At Shriners Hospital for Children in Galveston in the US, Duke's doctors gave her a virtual reality headset. Slipping it on, she was immersed in "SnowWorld", an icy landscape where she got to lob snow at snowmen. The Texas hospital is one of a few trying out virtual reality to relieve pain.

"I'd never heard of it so I was a little surprised," Duke said. "When I first tried it, it distracted me from what they were doing so it helped with the pain."

It's still a new and experimental approach, but proponents of virtual reality say it can be an effective treatment for everything from intense pain to Alzheimer's, to arachnophobia, to depression.

The idea is that the worst pain can be alleviated by manipulating the way the mind works: the more you focus on pain, the worse it feels.
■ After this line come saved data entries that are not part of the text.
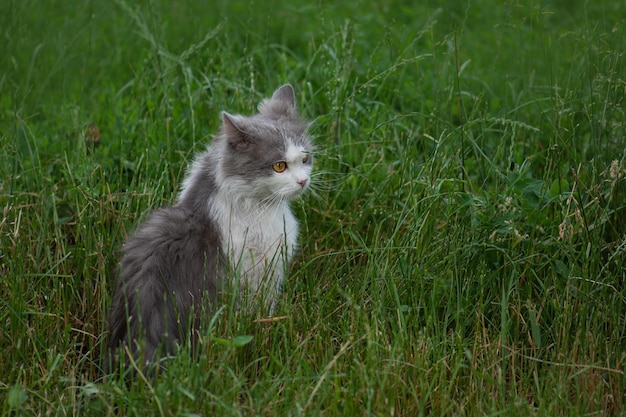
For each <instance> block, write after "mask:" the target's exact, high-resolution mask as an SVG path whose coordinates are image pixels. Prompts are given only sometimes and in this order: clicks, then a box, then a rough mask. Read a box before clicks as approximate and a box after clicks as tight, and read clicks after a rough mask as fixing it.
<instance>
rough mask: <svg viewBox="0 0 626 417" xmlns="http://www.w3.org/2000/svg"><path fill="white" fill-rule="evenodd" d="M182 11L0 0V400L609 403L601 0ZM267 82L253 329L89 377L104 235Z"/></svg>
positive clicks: (438, 406) (624, 231) (611, 369)
mask: <svg viewBox="0 0 626 417" xmlns="http://www.w3.org/2000/svg"><path fill="white" fill-rule="evenodd" d="M188 3H189V4H179V3H177V2H164V1H159V0H152V1H146V2H139V3H138V4H135V3H133V2H126V1H124V0H118V1H116V2H113V3H106V2H95V1H86V2H79V3H76V2H63V1H53V2H47V3H46V4H43V3H41V2H34V1H14V0H8V1H4V2H2V5H0V28H1V29H0V33H1V34H2V38H3V40H2V53H1V54H0V69H1V71H0V143H1V145H0V181H1V182H0V210H1V221H0V326H2V329H1V330H0V357H1V360H0V398H1V399H2V401H1V403H2V406H1V408H0V413H1V414H2V415H176V416H182V415H224V416H227V415H233V416H235V415H264V416H274V415H275V416H285V415H290V416H298V415H327V416H330V415H333V416H345V415H376V416H383V415H384V416H392V415H393V416H397V415H400V416H416V415H468V416H475V415H550V416H552V415H563V416H575V415H624V414H625V413H624V411H623V410H624V409H626V381H625V377H624V372H625V371H626V364H625V361H626V292H625V291H626V290H625V289H624V278H625V275H626V272H625V271H626V270H625V269H624V264H625V263H626V262H625V255H626V235H625V233H626V228H625V225H626V203H625V202H626V162H625V160H626V152H625V148H626V131H625V127H624V126H625V123H624V122H625V120H626V118H625V114H624V105H625V102H626V100H625V96H626V81H625V78H624V72H623V69H624V67H625V62H624V52H623V51H625V50H626V34H625V33H624V27H626V26H625V23H626V22H625V16H626V15H625V14H624V13H625V11H626V3H624V2H623V1H614V2H609V1H594V2H579V3H571V2H562V1H557V2H554V3H545V2H539V1H537V0H532V1H528V2H519V1H514V0H507V1H505V2H495V1H494V2H461V1H458V0H446V1H444V2H441V1H439V2H422V3H421V4H420V5H411V4H409V3H406V4H405V3H403V2H400V1H395V0H389V1H384V2H374V1H366V0H364V1H359V2H353V3H352V4H348V3H345V4H325V3H322V2H317V3H315V2H314V3H311V2H308V3H307V2H303V1H295V2H291V4H290V5H289V6H286V5H284V4H282V3H281V2H273V1H270V2H254V1H253V2H234V4H233V2H227V1H215V2H188ZM287 81H289V82H291V83H293V85H294V86H295V88H296V92H297V99H298V102H299V105H300V109H301V112H302V113H303V114H304V115H305V116H306V117H308V118H311V119H314V120H315V124H314V127H313V133H314V134H315V137H316V142H317V145H318V148H319V152H318V155H317V159H316V170H317V174H316V177H315V187H314V188H315V190H314V191H315V192H314V193H310V194H309V195H308V196H307V197H306V198H304V199H303V200H302V201H298V202H297V203H296V204H294V208H295V211H296V213H297V217H298V218H299V219H300V220H301V225H302V236H301V246H302V249H301V253H300V256H299V257H298V259H297V260H296V262H295V264H294V265H293V268H292V271H291V275H290V277H289V279H288V282H287V284H286V287H285V293H284V295H283V296H282V298H281V300H280V305H279V307H278V311H277V312H276V316H277V317H276V318H275V319H274V320H267V318H266V317H256V316H251V315H250V314H247V313H244V312H237V311H235V310H234V309H233V308H232V306H230V305H227V306H225V308H224V309H223V310H222V311H221V313H220V314H219V316H218V317H216V320H215V321H214V322H213V326H212V327H211V328H210V329H209V330H207V334H206V335H205V336H206V343H205V344H204V345H203V355H202V358H201V359H200V360H199V361H198V362H192V361H190V360H189V359H188V358H187V357H186V356H185V355H181V356H180V357H177V358H175V359H172V360H171V361H170V362H171V363H170V365H169V367H168V370H167V372H165V373H164V374H162V375H161V376H160V377H159V378H158V379H157V380H156V381H149V380H142V379H141V378H138V379H137V380H136V381H134V382H133V383H132V384H130V385H127V384H125V383H124V381H123V380H122V378H120V377H112V378H105V377H103V375H102V372H101V365H102V363H101V356H102V354H103V352H104V346H105V344H106V323H105V321H106V316H107V312H108V308H109V305H110V301H111V292H112V288H113V286H114V281H115V269H116V263H117V259H118V248H119V246H120V245H121V244H122V242H123V241H124V239H125V237H126V236H127V235H128V233H130V232H131V231H132V229H133V228H134V227H135V226H136V225H137V224H138V222H140V221H141V219H142V217H143V216H144V215H145V214H146V213H147V212H148V211H149V210H151V209H154V208H156V207H160V206H163V205H166V204H169V203H171V202H172V201H173V200H174V198H175V195H176V192H177V186H178V184H179V183H180V181H181V179H182V176H183V174H184V172H185V169H186V166H187V164H188V162H189V161H190V159H191V158H192V157H193V155H194V153H196V152H197V151H199V150H201V149H202V148H203V147H204V146H205V144H206V143H207V142H209V141H210V140H211V137H212V135H213V134H214V132H215V131H216V130H217V128H218V123H219V111H220V110H228V111H231V112H240V113H251V112H253V111H254V108H255V106H256V105H257V104H258V102H259V101H260V99H261V98H262V97H265V96H267V95H268V94H270V93H271V92H272V91H273V89H274V88H276V87H277V86H279V85H280V84H281V83H284V82H287ZM94 142H98V145H99V146H97V147H96V146H94ZM245 336H252V339H251V341H249V340H250V339H249V337H245Z"/></svg>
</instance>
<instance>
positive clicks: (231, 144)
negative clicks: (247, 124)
mask: <svg viewBox="0 0 626 417" xmlns="http://www.w3.org/2000/svg"><path fill="white" fill-rule="evenodd" d="M222 122H223V123H224V132H225V133H226V137H227V138H228V144H229V145H230V146H231V147H233V148H235V149H238V150H241V149H243V148H244V147H246V146H248V145H249V144H250V143H251V139H250V137H249V136H248V134H247V133H246V132H244V130H243V129H242V128H241V126H240V121H239V120H237V119H236V117H235V116H232V115H230V114H228V113H226V112H225V111H224V112H222Z"/></svg>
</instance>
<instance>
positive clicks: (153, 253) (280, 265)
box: [109, 84, 313, 361]
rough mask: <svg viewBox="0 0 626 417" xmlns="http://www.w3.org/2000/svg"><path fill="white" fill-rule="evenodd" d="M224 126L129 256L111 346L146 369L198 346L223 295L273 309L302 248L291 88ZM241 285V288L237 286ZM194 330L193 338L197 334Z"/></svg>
mask: <svg viewBox="0 0 626 417" xmlns="http://www.w3.org/2000/svg"><path fill="white" fill-rule="evenodd" d="M222 120H223V126H222V128H221V130H220V131H219V133H218V134H217V135H216V137H215V139H214V140H213V142H212V143H211V145H209V146H208V147H207V149H206V151H204V152H203V153H201V154H200V155H199V156H198V157H197V159H196V160H195V162H194V163H193V164H192V165H191V168H190V169H189V171H188V173H187V176H186V178H185V179H184V181H183V184H182V192H181V193H180V195H179V197H178V201H177V203H176V204H175V205H174V206H172V207H167V208H163V209H160V210H157V211H155V212H153V213H151V214H150V215H149V217H148V218H147V220H146V221H145V222H144V223H143V224H141V225H140V226H139V227H138V229H137V230H136V231H135V233H134V234H133V235H132V236H131V237H130V238H129V239H128V241H127V242H126V244H125V245H124V246H123V248H122V253H123V254H122V255H123V256H122V260H121V268H120V276H119V282H118V288H117V291H116V293H115V296H114V299H113V305H112V309H111V315H110V323H109V325H110V331H111V338H110V347H111V348H112V349H113V350H117V349H118V348H120V347H124V346H125V347H126V348H127V349H128V350H129V351H130V352H131V354H133V355H136V354H137V352H138V351H141V352H143V353H142V354H143V358H144V359H145V360H146V361H150V360H152V359H155V356H156V354H157V353H158V352H161V354H170V353H173V352H174V351H175V349H176V346H177V345H179V344H182V343H184V342H185V341H186V340H189V339H191V340H192V343H193V341H194V340H195V335H194V334H195V332H196V331H197V330H198V328H199V326H200V322H201V321H202V320H201V318H202V316H201V315H202V314H203V312H204V314H206V312H207V311H211V310H213V311H214V308H212V307H211V305H215V303H216V302H217V301H218V297H219V294H220V292H221V291H222V290H223V289H225V288H232V287H233V286H234V287H236V289H237V290H239V291H241V292H242V293H243V294H242V295H241V297H240V300H241V301H242V302H243V301H244V300H247V301H248V302H249V301H251V300H253V299H255V298H260V299H261V301H262V302H263V303H264V305H265V306H267V307H268V308H269V309H270V311H272V310H273V308H274V306H275V304H276V300H277V296H278V294H279V292H280V288H281V284H282V282H283V279H284V275H285V271H286V268H287V266H288V265H289V263H290V262H291V259H292V257H293V254H294V251H295V250H296V248H297V240H298V222H297V220H296V218H295V217H294V215H293V214H292V212H291V210H290V208H289V201H290V200H292V199H294V198H296V197H298V196H300V195H301V194H302V193H303V192H304V190H306V189H307V188H308V186H309V182H310V179H311V169H312V163H313V155H312V154H311V152H312V149H313V148H312V144H311V140H310V138H309V136H308V135H307V127H308V124H307V123H305V122H304V121H303V120H301V119H300V117H299V116H298V114H297V112H296V103H295V95H294V91H293V88H292V87H291V85H289V84H286V85H283V86H282V87H280V88H279V89H278V90H276V91H275V92H274V94H273V95H272V97H271V98H270V99H266V100H264V101H263V102H262V103H261V104H260V105H259V113H258V114H256V115H254V116H250V117H245V116H239V115H236V116H234V115H230V114H228V113H226V112H223V113H222ZM235 281H236V282H235ZM189 330H192V332H191V334H190V333H189Z"/></svg>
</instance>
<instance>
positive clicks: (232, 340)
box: [211, 335, 253, 348]
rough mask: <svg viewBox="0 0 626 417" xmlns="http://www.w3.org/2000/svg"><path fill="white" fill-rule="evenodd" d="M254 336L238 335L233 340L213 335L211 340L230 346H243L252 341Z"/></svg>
mask: <svg viewBox="0 0 626 417" xmlns="http://www.w3.org/2000/svg"><path fill="white" fill-rule="evenodd" d="M252 339H253V337H252V336H249V335H240V336H236V337H235V338H234V339H233V340H227V339H222V338H220V337H211V340H212V341H214V342H217V343H219V344H220V345H223V346H228V347H236V348H238V347H242V346H245V345H247V344H248V343H250V342H251V341H252Z"/></svg>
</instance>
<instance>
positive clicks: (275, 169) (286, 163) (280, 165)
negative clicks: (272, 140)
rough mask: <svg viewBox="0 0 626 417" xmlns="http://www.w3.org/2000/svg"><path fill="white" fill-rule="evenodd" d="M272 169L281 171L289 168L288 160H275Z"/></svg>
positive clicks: (276, 170) (280, 171)
mask: <svg viewBox="0 0 626 417" xmlns="http://www.w3.org/2000/svg"><path fill="white" fill-rule="evenodd" d="M272 169H273V170H274V171H276V172H278V173H281V172H283V171H285V170H286V169H287V162H285V161H278V162H275V163H274V165H272Z"/></svg>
Swamp the brain with an overload of sensory inputs - such as immersion in a virtual world - and its capacity to process pain, to be conscious of it, goes down.
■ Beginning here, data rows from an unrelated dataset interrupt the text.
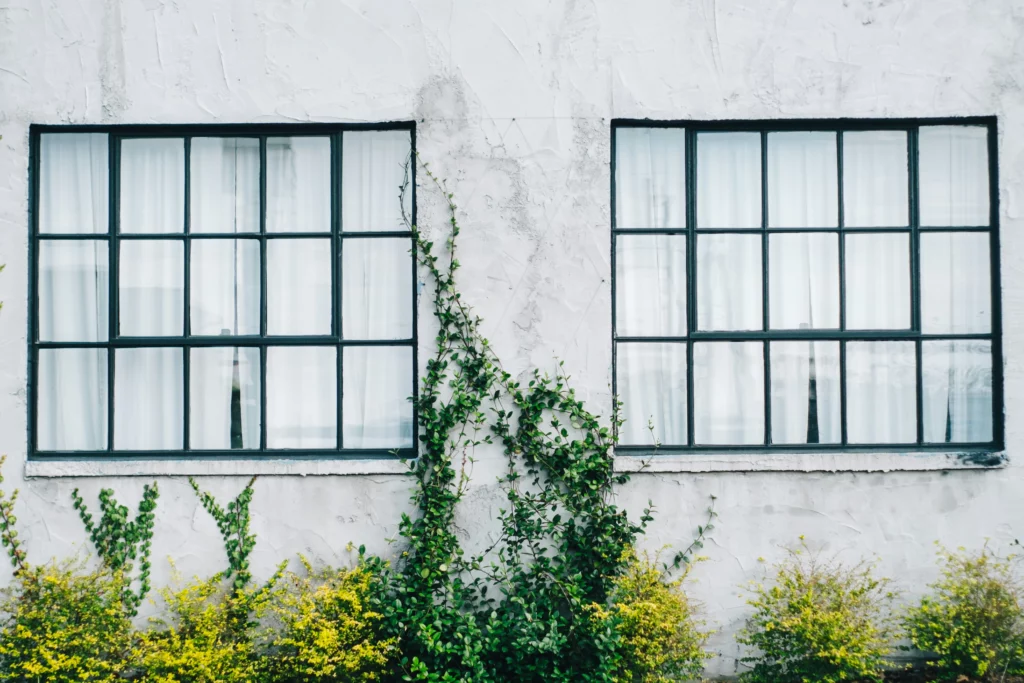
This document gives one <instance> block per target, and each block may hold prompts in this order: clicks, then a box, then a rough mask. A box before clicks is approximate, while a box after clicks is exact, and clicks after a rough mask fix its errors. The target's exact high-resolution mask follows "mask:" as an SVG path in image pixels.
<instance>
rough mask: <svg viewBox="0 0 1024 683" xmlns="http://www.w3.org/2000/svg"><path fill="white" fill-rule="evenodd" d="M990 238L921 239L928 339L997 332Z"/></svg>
mask: <svg viewBox="0 0 1024 683" xmlns="http://www.w3.org/2000/svg"><path fill="white" fill-rule="evenodd" d="M988 244H989V238H988V233H975V232H923V233H922V234H921V325H922V331H923V332H925V333H928V334H941V333H953V334H971V333H985V332H988V331H989V330H990V329H991V322H990V321H991V307H992V290H991V288H992V281H991V276H990V270H989V268H990V261H991V253H990V252H989V246H988Z"/></svg>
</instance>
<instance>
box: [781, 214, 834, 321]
mask: <svg viewBox="0 0 1024 683" xmlns="http://www.w3.org/2000/svg"><path fill="white" fill-rule="evenodd" d="M768 276H769V281H768V292H769V301H768V315H769V318H770V321H771V327H772V329H775V330H811V329H821V328H826V329H838V328H839V236H837V234H835V233H827V232H795V233H793V234H777V233H776V234H771V236H769V238H768Z"/></svg>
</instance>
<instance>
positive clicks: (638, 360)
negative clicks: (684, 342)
mask: <svg viewBox="0 0 1024 683" xmlns="http://www.w3.org/2000/svg"><path fill="white" fill-rule="evenodd" d="M615 365H616V369H617V372H618V375H617V377H618V385H617V387H616V388H617V391H618V398H620V400H622V401H623V414H622V417H623V419H624V420H625V421H626V422H625V424H624V425H623V427H622V429H621V430H620V434H618V436H620V442H621V443H623V444H624V445H653V444H654V442H655V441H656V442H657V443H658V444H662V445H686V442H687V434H686V344H685V343H678V344H663V343H636V344H627V343H620V344H618V346H617V352H616V360H615ZM648 425H651V426H652V427H653V432H651V429H650V428H648Z"/></svg>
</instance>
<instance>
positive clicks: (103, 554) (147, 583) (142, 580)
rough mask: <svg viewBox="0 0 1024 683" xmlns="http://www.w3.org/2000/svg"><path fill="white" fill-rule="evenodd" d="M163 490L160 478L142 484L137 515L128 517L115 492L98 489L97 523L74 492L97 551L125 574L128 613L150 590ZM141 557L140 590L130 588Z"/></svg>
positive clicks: (106, 566)
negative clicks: (97, 521) (154, 529)
mask: <svg viewBox="0 0 1024 683" xmlns="http://www.w3.org/2000/svg"><path fill="white" fill-rule="evenodd" d="M159 496H160V490H159V488H158V486H157V482H156V481H155V482H153V485H152V486H151V485H150V484H145V485H144V486H143V487H142V500H141V501H140V502H139V504H138V512H137V513H136V514H135V519H133V520H130V519H128V508H127V507H125V506H123V505H118V502H117V500H115V498H114V492H113V490H111V489H110V488H102V489H100V492H99V510H100V513H101V514H100V517H99V522H98V523H94V522H93V518H92V515H91V514H89V510H88V508H87V507H86V505H85V501H83V500H82V497H81V496H80V495H79V493H78V488H76V489H74V490H73V492H72V500H73V501H74V505H75V509H76V510H78V514H79V517H81V519H82V523H83V524H85V530H86V531H88V533H89V539H90V540H91V541H92V545H93V547H94V548H95V549H96V554H98V555H99V558H100V560H101V561H102V562H103V565H104V566H105V567H106V568H108V569H110V570H111V571H112V572H114V573H116V574H120V575H123V577H124V578H125V588H124V598H125V608H126V609H127V610H128V613H129V615H131V616H134V615H135V614H136V613H137V612H138V607H139V605H140V604H141V603H142V600H143V598H145V596H146V594H147V593H148V592H150V569H151V566H152V565H151V564H150V553H151V551H152V548H153V524H154V521H155V520H156V516H155V515H154V511H155V510H156V509H157V498H159ZM136 559H138V561H139V570H138V584H139V586H138V591H137V592H135V591H132V589H131V570H132V565H133V562H134V561H135V560H136Z"/></svg>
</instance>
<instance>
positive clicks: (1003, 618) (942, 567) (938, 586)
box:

"Pain is our harm alarm and it does a really good job of getting our attention," said Beth Darnall, a clinical associate professor at Stanford Health Care's division of pain medicine. She says VR, which Stanford has done pilot studies on, is a psychological tool, like meditation, that can "calm the nervous system, and dampens the pain-processing".

In research done at Shriners by psychologists Hunter Hoffman and Walter Meyer, and similar work done by Dave Patterson at Harborview Burn Centre in Seattle, patients reported less discomfort.

Hoffman examined MRI scans of patients' brains, which showed they experienced less pain.

"I was very surprised. I didn't have the expectation of it working."

Proponents of VR are quick to point out it could have a big benefit over drugs, which can lead to tolerance and addiction. But VR's effectiveness still has to be proven, particularly when trying to combat chronic pain. Does the effect last when the headset comes off?

"We know relaxation techniques like hypnosis, yoga and meditation decrease perception of pain, so VR has promise, but it's too early for it to be standard care," said Houman Danesh, director of integrative pain management at Mount Sinai Hospital in New York. "It's a very young technology."